Lina Wertmüller im November 1987 in Berlin. (Urheber/Quelle/Verbreiter: dpa)

Zu ihrem Markenzeichen zählten die etwas schrägen Brillen. Von ihnen hatte sie mehrere tausend gesammelt. Auch sonst war die Frau mit den kurzen, schlohweißen Haaren trotz ihrer nur 1,50 Meter Körpergröße eine auffällige Erscheinung.

Als Regisseurin schrieb die Römerin im 20. Jahrhundert ein Stück Filmgeschichte. Nun ist Lina Wertmüller im Alter von 93 Jahren gestorben.

Geboren wurde sie am 14. August 1928 als Tochter eines römischen Rechtsanwalts, dessen Vorfahren einer vornehmen Schweizer Familie entstammten. Die Familiengeschichte spiegelte sich schon im langen Namen der Künstlerin wider, denn eigentlich hieß sie Arcangela Felice Assunta Wertmüller von Elgg Spanol von Braueich. Schon die Kindheit muss turbulent gewesen sein, denn nach eigenen – leicht schwankenden – Angaben wurde sie aus 11 bis 15 Schulen hinausgeworfen.

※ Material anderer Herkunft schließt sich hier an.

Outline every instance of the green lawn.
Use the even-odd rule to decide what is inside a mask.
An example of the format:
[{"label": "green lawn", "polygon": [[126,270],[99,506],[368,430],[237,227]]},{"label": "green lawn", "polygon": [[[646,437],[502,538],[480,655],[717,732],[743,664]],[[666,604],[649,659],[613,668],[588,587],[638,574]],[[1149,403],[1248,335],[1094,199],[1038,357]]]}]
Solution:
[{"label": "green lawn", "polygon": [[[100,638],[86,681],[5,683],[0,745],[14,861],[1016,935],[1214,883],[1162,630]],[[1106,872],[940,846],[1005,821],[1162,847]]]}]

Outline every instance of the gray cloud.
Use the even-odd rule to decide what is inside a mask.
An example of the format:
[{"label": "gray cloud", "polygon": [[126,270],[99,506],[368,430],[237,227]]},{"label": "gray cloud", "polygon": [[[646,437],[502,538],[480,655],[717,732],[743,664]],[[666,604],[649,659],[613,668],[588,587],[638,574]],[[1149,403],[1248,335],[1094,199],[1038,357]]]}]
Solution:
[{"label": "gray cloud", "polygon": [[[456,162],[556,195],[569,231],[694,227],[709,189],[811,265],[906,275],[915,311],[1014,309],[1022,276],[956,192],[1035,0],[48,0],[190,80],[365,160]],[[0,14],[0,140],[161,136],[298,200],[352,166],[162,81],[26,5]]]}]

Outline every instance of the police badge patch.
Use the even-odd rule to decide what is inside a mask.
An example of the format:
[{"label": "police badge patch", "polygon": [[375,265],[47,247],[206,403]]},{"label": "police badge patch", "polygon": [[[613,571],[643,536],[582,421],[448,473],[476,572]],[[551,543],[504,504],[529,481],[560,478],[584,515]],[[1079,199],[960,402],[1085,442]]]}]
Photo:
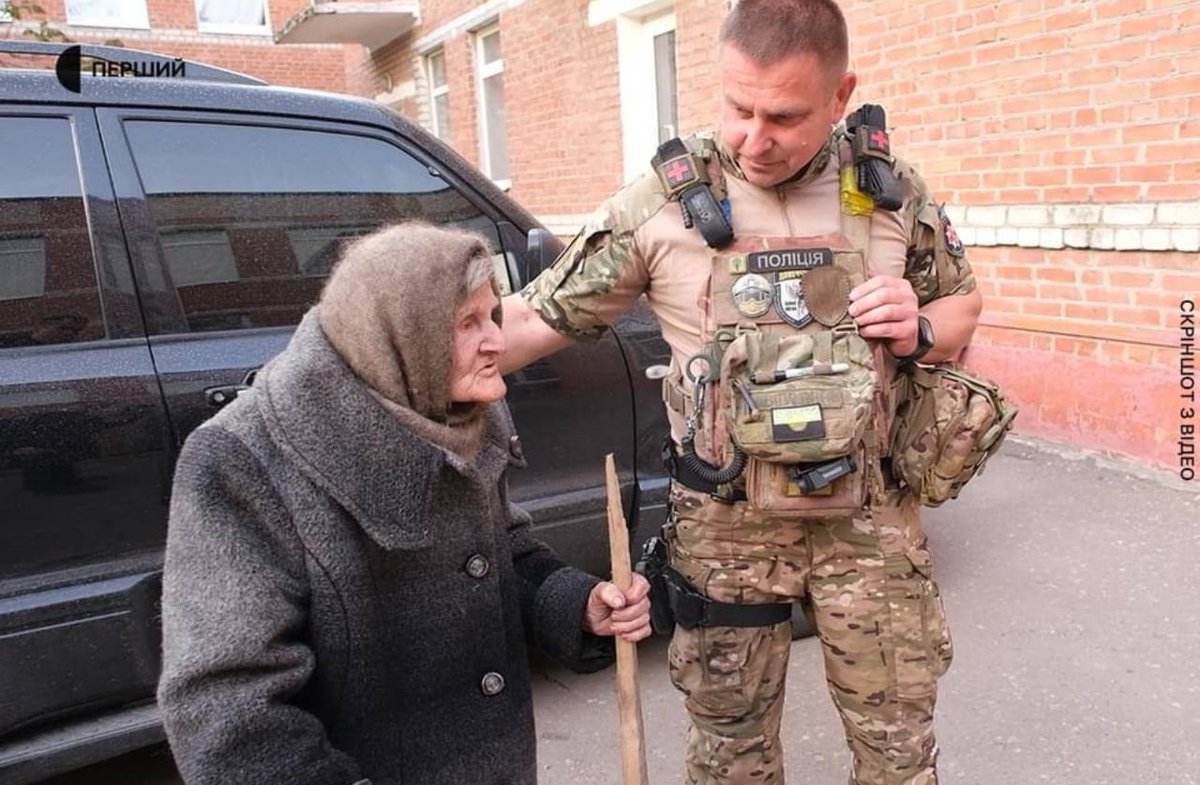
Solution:
[{"label": "police badge patch", "polygon": [[950,216],[946,215],[946,206],[937,205],[937,217],[942,221],[942,239],[946,242],[946,252],[950,256],[961,258],[966,250],[962,247],[962,240],[959,239],[959,233],[954,230],[950,226]]},{"label": "police badge patch", "polygon": [[733,304],[738,306],[738,313],[757,319],[770,310],[772,300],[775,299],[770,288],[770,281],[761,275],[743,275],[733,282]]},{"label": "police badge patch", "polygon": [[809,313],[809,304],[804,301],[804,284],[800,276],[785,277],[780,274],[780,280],[775,283],[775,311],[779,317],[799,329],[812,322]]},{"label": "police badge patch", "polygon": [[835,326],[850,307],[850,275],[841,268],[817,268],[804,275],[804,298],[812,318]]}]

Gegen den Willen ihres Vaters studierte sie an der Theaterhochschule in Rom. Sie arbeitete dann als Journalistin, Schauspielerin, Bühnenbildnerin und Autorin für Funk und Fernsehen. Über eine Freundin fand sie Kontakt zu Regisseur Federico Fellini («La dolce vita»). Sie arbeitete 1963 als Regieassistentin bei dessen Film «Achteinhalb» («8 1/2»). Noch Jahrzehnte später schwärmte sie in einem «Tagesspiegel»-Interview von der Zusammenarbeit mit dem Maestro: «Ein Zauberer und Poet» sei dieser gewesen. Im gleichen Jahr führte sie in «Die Basilisken» zum ersten Mal selbst Regie.

Der Durchbruch als Regisseurin gelang Wertmüller erst in den 1970er Jahren mit einer Serie von Filmen mit dem italienischen Schauspieler Giancarlo Giannini in der Hauptrolle. Für den Skandalfilm «Sieben Schönheiten» (1975) wurde sie als erste Frau überhaupt für den Oscar als beste Regisseurin nominiert. Es ist eine Groteske, in der ein neapolitanischer Kleinkrimineller versucht, im KZ zu überleben, indem er sich der unförmigen Lagerleiterin sexuell zur Verfügung stellt.

Zu ihren bekanntesten Filmen zählt «Liebe und Anarchie» (1973), in dem ein Verschwörer ein geplantes Attentat auf Diktator Benito Mussolini im Bordell verschläft. Lang wie Wertmüllers Name ist der Titel von «Hingerissen von einem ungewöhnlichen Schicksal im azurblauen Meer im August» (1974) über die skurrile Liebesgeschichte zwischen einer gelangweilten Industriellengattin und ihrem Matrosen, in der sich nach einem Schiffbruch das Herr-und-Knecht-Verhältnis umkehrt.

Kritiker warfen Wertmüller bisweilen Geschmacklosigkeiten vor oder auch das Bedienen von Italien-Klischees, aber das hat das Energiebündel nie gestört. Fern der Heimat wurde sie in Amerika in den 1970er Jahren zur Kultfigur, man nannte sie «die Heilige von New York». Sie selbst bezeichnete sich einmal als eine «geniale Idiotin».

Ihre Vielseitigkeit bewies Wertmüller auch als Opernregisseurin und brachte 1992 eine Neuinszenierung von Georges Bizets «Carmen» zur Eröffnung der Münchner Opernfestspiele auf die Bühne. Nach der Jahrtausendwende wurde es etwas ruhiger um die große Künstlerin.

Ende Oktober 2019, da war sie 91, wurde ihr in Los Angeles der Ehren-Oscar für ihr Lebenswerk verliehen und sie bekam einen Stern auf dem Walk of Fame. «Ich habe ein ehrwürdiges Alter, ich weiß, aber ich schaue in die Zukunft. Ich habe so viele Projekte, dass ich bis 130 weitermachen könnte», sagte sie bei dieser Gelegenheit. Im Dezember 2019 führte sie im Teatro Quirino in Rom Regie bei der Komödie «A che servono gli uomini» (Wozu sind die Männer gut).

Verheiratet war Wertmüller mit dem Kunstdesigner Enrico Job (1934-2008), den sie um viele Jahre überlebte.